Les gènes ainsi identifiés sont impliqués dans des fonctions qui n'avaient jusque-là jamais été démontrées. "D'habitude, les gènes impliqués dans l'obésité infantile ou adulte sont associés au cerveau", explique Amélie Bonnefond, chercheur à l'Institut Pasteur de Lille. Ce laboratoire dirigé par le Pr. Philippe Froguel, fut la première équipe de recherche à identifier des gènes responsables de l'obésité. C'était en 2008. Leur découverte fait d'ailleurs partie des 14 études compilées par le consortium international. "Que des gènes soient impliqués dans l'obésité chez l'enfant n'a rien de nouveau.
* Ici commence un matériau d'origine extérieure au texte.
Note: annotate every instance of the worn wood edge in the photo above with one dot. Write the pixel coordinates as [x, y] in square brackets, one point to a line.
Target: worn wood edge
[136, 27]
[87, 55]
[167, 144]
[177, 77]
Ce qui l'est néanmoins, c'est que ces gènes interviennent, l'un au niveau de la flore intestinale, et l'autre dans les fonctions intestinales", soulève Amélie Bonnefond.

De nouvelles pistes de recherche

Ces résultats ouvrent de nouvelles pistes de recherche. Notamment pour les physiologistes. Ils pourront ainsi à l'avenir, générer des modèles de souris sur lesquelles les deux gènes identifiés seront désactivés. Puis voir ce qu'il se passe. "Normalement, si tout se passe bien, les souris désactivés pourraient devenir obèses", explique Amélie Bonnefond. Ce qui viendrait ainsi confirmer l'implication de ces deux gènes dans la prédisposition génétique des enfants à l'obésité.

Mais il reste encore beaucoup de travail à mener avant de concevoir des thérapies adaptées. "Quand toutes les anomalies génétiques auront été mises à plat, on pourra proposer de la prévention et du soin beaucoup plus individualisés en fonction de la carte génétique de chaque patient, une vraie médecine personnalisée", explique Philippe Froguel, directeur du laboratoire "Génomique et maladies métaboliques", à Lille.

Selon les études menées sur l’obésité infantile, 80 % des enfants dont les deux parents sont obèses, risquent de le devenir eux-aussi.

Selon l'Organisation mondiale de la santé, à travers le monde, 300 millions d'adultes sont en surcharge pondérale et, pour la majeure partie d'entre eux, souffrent de pathologies liées à leur poids. Le tiers des personnes en surpoids vivent dans les pays en voie de développement.

En France, l'obésité ne cesse de progresser. D'après les dernières enquêtes nationales ObEpi, la proportion des personnes en surpoids ou obèses a progressé de 36,7 % à 41,6 % entre 1997 et 2003, soit une augmentation de 13 %. En 2009 14,5% des Français étaient obèses et 31,9 % en surpoids.

Source : "A genome-wide association meta-analysis identifies new childhood obesity loci", Nature Genetics, le 8 avril 2012.